ECLI:NL:HR:2001:AB1101
Hoge Raad
- Cassatie
- E. Korthals Altes
- A.G. Pos
- D.H. Beukenhorst
- P. van Amersfoort
- C.B. Bavinck
- Rechtspraak.nl
Cassatie over naheffingsaanslag loonbelasting en pensioenregeling
In deze zaak gaat het om een naheffingsaanslag loonbelasting/premie volksverzekeringen die aan belanghebbende, X BV, is opgelegd over het tijdvak van 1 januari tot en met 31 december 1995. De aanslag, ter hoogte van f 379.407, werd na bezwaar door de Inspecteur gehandhaafd. Belanghebbende ging in beroep bij het Hof, dat het beroep ongegrond verklaarde. Hierop heeft belanghebbende cassatie ingesteld tegen de uitspraak van het Hof. De Staatssecretaris van Financiën diende een verweerschrift in.
De Hoge Raad heeft het beroep gegrond verklaard en de uitspraak van het Hof vernietigd. De zaak wordt verwezen naar het Gerechtshof te 's-Gravenhage voor verdere behandeling. De Hoge Raad oordeelt dat de Staatssecretaris van Financiën het griffierecht van f 630 aan belanghebbende moet vergoeden, evenals de kosten van het geding in cassatie, vastgesteld op f 1420 voor beroepsmatig verleende rechtsbijstand.

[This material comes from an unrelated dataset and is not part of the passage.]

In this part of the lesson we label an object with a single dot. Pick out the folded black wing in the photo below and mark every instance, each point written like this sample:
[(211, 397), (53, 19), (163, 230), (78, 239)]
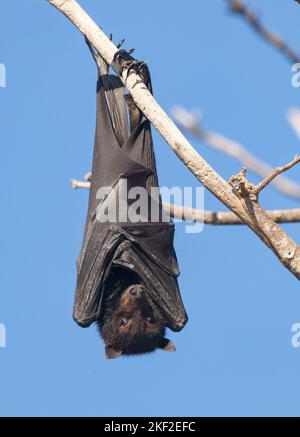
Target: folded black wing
[(124, 154)]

De zaak betreft ook de beoordeling van een pensioenregeling tussen belanghebbende en C, de directeur en enig aandeelhouder. De ingangsdatum van het pensioen was uitgesteld van 1 april 1996 naar 1 april 2001. Het Hof had geoordeeld dat dit uitstel de pensioenregeling niet meer redelijk maakte volgens maatschappelijke opvattingen. De Hoge Raad oordeelt echter dat het Hof een verkeerde maatstaf heeft aangelegd bij de beoordeling van de pensioenrechten na het uitstel van de ingangsdatum. Dit leidde tot de conclusie dat de uitspraak van het Hof niet in stand kan blijven, en dat er een verwijzing moet volgen.
De Hoge Raad benadrukt dat de omvang van de pensioenrechten na het uitstel van de ingangsdatum bepalend is voor de vraag of deze uitgaan boven hetgeen naar maatschappelijke opvattingen redelijk moet worden geacht. De uitspraak van het Hof wordt vernietigd en de zaak wordt terugverwezen voor verdere beoordeling.